В последние годы мы все чаще говорим о «человеческом факторе» в языке. Но всегда ли мы руководствуемся этим принципом при оценке различных лингвистических теорий наших коллег по науке – как соотечественников, так и зарубежных ученых? Критически оценивая их исследования, не слишком ли часто мы забываем, что критика – не только и не столько повод найти просчеты в чужой теории, но еще и способ выявить все позитивное в ней на общее благо? Не следует забывать, что само занятие наукой, особенно гуманитарной, – эксперимент исследователя над самим собой, а, следовательно, предполагает значительную долю самоотверженности. Постараемся поэтому по возможности более глубоко понять теоретиков прошлого и настоящего, не навешивая обидных ярлыков. Не будем забывать, что непонятое нами раньше мы нередко впоследствии принимаем, – но только в лучшем случае с запоздалой благодарностью и с раскаянием в своей непонятливости. В худшем случае и чаще – без благодарности и слишком поздно.
Л. Блумфилд в 1925 г. писал: «Наука о языке, имеющая дело с наиболее базисным и простым из человеческих социальных институтов – это наука о человеке (или наука о духовности, или, как принято, было когда-то говорить, моральная наука). Методы языкознания напоминают методы естественных наук, и то же можно сказать и о его результатах. Отличается же языкознание от естественных наук тем, что его предмет непосредственно связан с компактными и постоянно меняющимися группами людей, с речевыми коллективами. Таким образом, дополнительно к динамике, изучаемой естественнонаучными методами, языкознание привносит еще и тот разряд изменений, который известен под именем «история», такое изменение более динамично, а потому и более наглядно, чем биологическое изменение».
Как бы продолжая эту идею – а она отражала дух времени, – Э. Сэпир в статье 1929 г. связал начало языкознания как науки со сравнительным изучением и реконструкцией индоевропейских языков: «В ходе своих углубленных исследований индоевропейских языков лингвисты последовательно развили технику, гораздо более совершенную, чем техника других наук о человеческих организациях». Тем самым языкознание следует признать наиболее подходящим инструментом для изучения явлений культуры. Но при этом следует иметь в виду, замечает Сэпир, что лингвистика должна взглянуть на вещи шире, выйти за рамки простого классифицирования и упорядочения данных и постараться понять, ч'eм она может быть полезной для интерпретации человеческого поведения в целом.

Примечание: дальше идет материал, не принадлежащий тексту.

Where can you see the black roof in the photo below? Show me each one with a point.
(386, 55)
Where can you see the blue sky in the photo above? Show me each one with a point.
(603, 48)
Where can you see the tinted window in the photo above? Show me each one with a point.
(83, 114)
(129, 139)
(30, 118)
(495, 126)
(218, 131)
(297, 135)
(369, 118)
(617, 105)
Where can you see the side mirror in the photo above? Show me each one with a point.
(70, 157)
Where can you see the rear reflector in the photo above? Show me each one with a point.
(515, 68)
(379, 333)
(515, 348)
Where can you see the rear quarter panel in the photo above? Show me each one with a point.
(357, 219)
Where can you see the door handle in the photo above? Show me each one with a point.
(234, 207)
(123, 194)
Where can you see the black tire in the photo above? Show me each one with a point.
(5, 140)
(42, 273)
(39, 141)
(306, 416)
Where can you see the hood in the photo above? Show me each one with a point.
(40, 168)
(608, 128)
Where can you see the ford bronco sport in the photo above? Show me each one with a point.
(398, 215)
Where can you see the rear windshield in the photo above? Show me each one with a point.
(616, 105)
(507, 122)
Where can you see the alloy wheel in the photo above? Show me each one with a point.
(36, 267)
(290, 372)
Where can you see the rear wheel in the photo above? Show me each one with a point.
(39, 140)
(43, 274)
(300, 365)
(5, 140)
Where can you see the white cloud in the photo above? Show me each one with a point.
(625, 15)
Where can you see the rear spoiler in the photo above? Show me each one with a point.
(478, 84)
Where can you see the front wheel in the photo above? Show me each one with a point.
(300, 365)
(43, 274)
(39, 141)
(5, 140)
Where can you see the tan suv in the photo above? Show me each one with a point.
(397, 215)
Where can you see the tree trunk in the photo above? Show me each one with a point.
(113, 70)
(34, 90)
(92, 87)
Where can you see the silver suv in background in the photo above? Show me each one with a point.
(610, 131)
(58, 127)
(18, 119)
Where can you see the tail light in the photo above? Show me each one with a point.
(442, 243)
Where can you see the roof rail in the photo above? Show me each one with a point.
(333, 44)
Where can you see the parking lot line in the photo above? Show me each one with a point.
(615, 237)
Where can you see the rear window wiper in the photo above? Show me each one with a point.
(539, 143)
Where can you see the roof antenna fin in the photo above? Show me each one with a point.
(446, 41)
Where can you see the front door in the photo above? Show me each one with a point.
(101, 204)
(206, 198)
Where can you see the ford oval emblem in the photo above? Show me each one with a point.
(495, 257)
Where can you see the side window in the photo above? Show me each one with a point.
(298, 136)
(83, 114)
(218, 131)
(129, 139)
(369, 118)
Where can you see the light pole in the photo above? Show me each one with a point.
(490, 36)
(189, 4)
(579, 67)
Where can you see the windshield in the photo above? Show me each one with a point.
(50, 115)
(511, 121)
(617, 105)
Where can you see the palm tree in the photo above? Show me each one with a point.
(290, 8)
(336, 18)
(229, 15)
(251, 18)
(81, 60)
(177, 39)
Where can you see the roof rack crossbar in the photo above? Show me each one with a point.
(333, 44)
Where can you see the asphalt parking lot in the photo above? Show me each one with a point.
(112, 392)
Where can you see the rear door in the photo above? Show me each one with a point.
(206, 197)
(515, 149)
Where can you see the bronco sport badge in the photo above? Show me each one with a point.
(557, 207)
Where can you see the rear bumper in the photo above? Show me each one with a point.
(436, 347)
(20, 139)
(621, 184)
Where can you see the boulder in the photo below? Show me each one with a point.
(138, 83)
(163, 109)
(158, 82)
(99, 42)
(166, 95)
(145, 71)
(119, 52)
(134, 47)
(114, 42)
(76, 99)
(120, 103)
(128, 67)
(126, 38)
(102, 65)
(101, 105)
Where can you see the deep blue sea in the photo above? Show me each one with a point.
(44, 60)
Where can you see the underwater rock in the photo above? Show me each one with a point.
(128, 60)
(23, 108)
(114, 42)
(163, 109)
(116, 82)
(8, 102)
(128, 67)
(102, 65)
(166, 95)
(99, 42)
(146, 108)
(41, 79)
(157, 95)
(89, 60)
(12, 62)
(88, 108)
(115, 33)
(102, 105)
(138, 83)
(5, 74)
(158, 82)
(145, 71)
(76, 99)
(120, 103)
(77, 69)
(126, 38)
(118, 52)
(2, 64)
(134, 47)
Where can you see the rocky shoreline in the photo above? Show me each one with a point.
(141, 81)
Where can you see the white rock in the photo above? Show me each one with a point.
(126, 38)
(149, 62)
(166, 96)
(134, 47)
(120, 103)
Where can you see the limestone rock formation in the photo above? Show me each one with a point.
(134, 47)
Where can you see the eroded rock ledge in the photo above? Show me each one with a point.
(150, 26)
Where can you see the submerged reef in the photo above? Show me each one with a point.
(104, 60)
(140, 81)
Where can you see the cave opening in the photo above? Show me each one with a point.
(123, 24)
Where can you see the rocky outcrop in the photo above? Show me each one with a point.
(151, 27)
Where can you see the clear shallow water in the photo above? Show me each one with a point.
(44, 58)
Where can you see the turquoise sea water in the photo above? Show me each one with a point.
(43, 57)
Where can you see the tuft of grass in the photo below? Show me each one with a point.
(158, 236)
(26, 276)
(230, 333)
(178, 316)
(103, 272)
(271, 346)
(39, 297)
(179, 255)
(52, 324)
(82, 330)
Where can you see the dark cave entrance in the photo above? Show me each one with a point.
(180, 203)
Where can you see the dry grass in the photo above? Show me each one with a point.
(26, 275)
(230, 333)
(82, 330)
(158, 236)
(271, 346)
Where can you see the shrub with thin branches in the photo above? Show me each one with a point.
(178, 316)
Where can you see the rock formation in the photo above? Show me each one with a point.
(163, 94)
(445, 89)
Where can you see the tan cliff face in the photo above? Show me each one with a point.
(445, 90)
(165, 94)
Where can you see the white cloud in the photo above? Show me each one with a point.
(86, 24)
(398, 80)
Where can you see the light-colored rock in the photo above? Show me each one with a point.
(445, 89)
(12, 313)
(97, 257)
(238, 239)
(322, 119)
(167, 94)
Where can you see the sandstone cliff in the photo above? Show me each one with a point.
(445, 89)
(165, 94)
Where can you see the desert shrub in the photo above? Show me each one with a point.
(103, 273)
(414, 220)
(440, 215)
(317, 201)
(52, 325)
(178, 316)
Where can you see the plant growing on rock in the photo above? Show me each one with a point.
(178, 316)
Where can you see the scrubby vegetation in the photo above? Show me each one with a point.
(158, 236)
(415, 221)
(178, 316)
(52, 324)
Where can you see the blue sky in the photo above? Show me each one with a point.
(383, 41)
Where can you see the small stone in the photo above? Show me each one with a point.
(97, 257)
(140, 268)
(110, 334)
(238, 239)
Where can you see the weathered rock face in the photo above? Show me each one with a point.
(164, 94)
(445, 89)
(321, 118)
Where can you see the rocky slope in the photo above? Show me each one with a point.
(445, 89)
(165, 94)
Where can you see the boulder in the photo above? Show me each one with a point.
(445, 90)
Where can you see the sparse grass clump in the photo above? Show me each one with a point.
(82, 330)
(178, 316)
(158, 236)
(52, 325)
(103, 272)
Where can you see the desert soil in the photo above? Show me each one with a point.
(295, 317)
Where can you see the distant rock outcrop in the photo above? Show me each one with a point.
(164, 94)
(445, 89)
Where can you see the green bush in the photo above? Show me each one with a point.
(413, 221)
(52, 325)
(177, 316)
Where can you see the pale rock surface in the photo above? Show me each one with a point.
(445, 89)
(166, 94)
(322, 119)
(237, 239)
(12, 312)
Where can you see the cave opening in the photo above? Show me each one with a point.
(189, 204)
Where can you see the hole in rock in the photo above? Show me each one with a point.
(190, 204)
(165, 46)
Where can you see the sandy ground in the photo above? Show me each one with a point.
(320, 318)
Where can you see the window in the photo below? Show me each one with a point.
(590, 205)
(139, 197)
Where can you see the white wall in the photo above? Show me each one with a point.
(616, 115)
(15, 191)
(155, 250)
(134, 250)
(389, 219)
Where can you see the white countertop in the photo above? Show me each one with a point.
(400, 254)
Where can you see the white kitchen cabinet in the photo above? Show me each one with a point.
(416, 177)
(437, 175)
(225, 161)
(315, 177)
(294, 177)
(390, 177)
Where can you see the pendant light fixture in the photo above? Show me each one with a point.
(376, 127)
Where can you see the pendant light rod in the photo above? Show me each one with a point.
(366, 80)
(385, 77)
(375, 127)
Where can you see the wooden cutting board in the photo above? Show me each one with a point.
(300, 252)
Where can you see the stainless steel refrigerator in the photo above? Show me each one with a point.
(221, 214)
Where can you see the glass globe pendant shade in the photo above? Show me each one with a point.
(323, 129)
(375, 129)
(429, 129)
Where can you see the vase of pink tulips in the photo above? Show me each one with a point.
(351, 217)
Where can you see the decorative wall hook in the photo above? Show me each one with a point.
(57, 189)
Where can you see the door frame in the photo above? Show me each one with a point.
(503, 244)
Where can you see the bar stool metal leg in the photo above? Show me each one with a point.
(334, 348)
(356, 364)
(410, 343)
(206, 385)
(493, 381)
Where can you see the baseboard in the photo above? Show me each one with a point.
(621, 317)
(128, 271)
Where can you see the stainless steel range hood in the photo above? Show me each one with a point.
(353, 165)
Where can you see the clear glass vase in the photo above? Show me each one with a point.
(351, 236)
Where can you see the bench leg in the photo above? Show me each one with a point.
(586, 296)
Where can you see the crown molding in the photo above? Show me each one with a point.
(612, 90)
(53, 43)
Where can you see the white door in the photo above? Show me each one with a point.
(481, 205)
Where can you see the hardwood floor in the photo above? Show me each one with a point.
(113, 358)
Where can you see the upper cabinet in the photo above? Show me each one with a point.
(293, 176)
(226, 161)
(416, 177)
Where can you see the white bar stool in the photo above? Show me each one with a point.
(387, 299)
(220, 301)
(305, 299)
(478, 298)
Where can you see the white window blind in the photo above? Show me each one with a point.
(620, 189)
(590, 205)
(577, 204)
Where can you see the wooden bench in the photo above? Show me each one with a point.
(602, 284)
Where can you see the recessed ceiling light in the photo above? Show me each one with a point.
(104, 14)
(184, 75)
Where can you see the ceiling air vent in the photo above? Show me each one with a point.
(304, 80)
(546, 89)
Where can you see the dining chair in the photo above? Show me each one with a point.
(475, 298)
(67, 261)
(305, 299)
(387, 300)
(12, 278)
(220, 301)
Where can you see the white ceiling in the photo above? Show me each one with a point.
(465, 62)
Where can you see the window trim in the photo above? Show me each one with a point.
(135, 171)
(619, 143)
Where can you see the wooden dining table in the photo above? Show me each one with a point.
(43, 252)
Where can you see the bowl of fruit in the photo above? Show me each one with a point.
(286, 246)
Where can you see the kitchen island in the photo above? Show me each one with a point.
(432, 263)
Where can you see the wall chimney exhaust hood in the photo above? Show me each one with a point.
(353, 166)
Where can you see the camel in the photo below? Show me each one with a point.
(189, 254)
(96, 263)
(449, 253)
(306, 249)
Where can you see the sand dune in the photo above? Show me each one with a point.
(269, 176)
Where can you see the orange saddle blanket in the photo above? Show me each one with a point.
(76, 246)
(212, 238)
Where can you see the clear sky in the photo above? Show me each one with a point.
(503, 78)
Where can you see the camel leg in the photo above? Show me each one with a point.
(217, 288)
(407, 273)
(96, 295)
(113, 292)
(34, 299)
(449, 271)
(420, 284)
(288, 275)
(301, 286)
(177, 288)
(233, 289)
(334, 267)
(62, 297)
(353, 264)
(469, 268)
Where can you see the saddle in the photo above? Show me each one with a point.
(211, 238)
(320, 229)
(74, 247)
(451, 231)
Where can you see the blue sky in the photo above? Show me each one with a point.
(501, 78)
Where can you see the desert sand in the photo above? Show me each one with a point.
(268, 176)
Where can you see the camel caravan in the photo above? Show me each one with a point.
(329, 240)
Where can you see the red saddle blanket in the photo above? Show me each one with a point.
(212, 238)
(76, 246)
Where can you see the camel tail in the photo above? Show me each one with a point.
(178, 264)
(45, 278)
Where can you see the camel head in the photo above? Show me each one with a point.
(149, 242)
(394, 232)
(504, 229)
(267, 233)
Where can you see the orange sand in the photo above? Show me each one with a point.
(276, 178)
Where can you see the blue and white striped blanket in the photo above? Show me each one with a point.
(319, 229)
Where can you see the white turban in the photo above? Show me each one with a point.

Эти два довольно близких суждения характеризуют взгляд на лингвистику в начале первого, подготовительного периода. В конце же этого периода, в 1942 г., происходит заострение собственно таксономической проблематики в преддверии следующей эпохи – выработки процедур анализа. В это время Ч. Хоккет писал: «Лингвистика – классифицирующая наука. Исходными для такой науки являются: 1) мир дискурса и 2) критерии, используемые при классифицировании. Выбор и предварительное упорядочение данных определяют область применения анализа; выбор же критериев устанавливает уровень анализа. В лингвистике есть различные области применения анализа, но при этом два основных уровня – фонологический и грамматический – имеют свои подразделения». Аналитическая процедура – это процесс проб и ошибок, когда одно приближение сменяется другим. Лингвист «собирает фонологический и грамматический материалы одновременно, хотя больше внимания уделяет то одному, то другому уровню. На некоторых стадиях он может опираться на интуицию, но затем вступают в действие строгие критерии. В конечном итоге возникает возможность адекватной оценки материала. Тогда все зависит от того, чт'o наиболее удобно для данного языка; если исследуемый корпус материала – письменные записи, то сами дефекты фиксации могут предопределить и порядок представления результатов».
Но вот наступает второй – «методический» – период, период поиска эффективных методов и строгих процедур. Теперь мы встречаем высказывания о том, что лингвистика – исключительно эмпирическая наука, и именно поэтому она не должна заниматься общими проблемами. Стремление найти надежные процедуры анализа привели к предположению о четкой границе между языкознанием и другими гуманитарными науками и о «самоценности» исследования языка; связи же между психологией неязыкового поведения и языковым материалом, как констатировал в 1953 г. Э. Леннеберг, еще не были вполне проанализированы.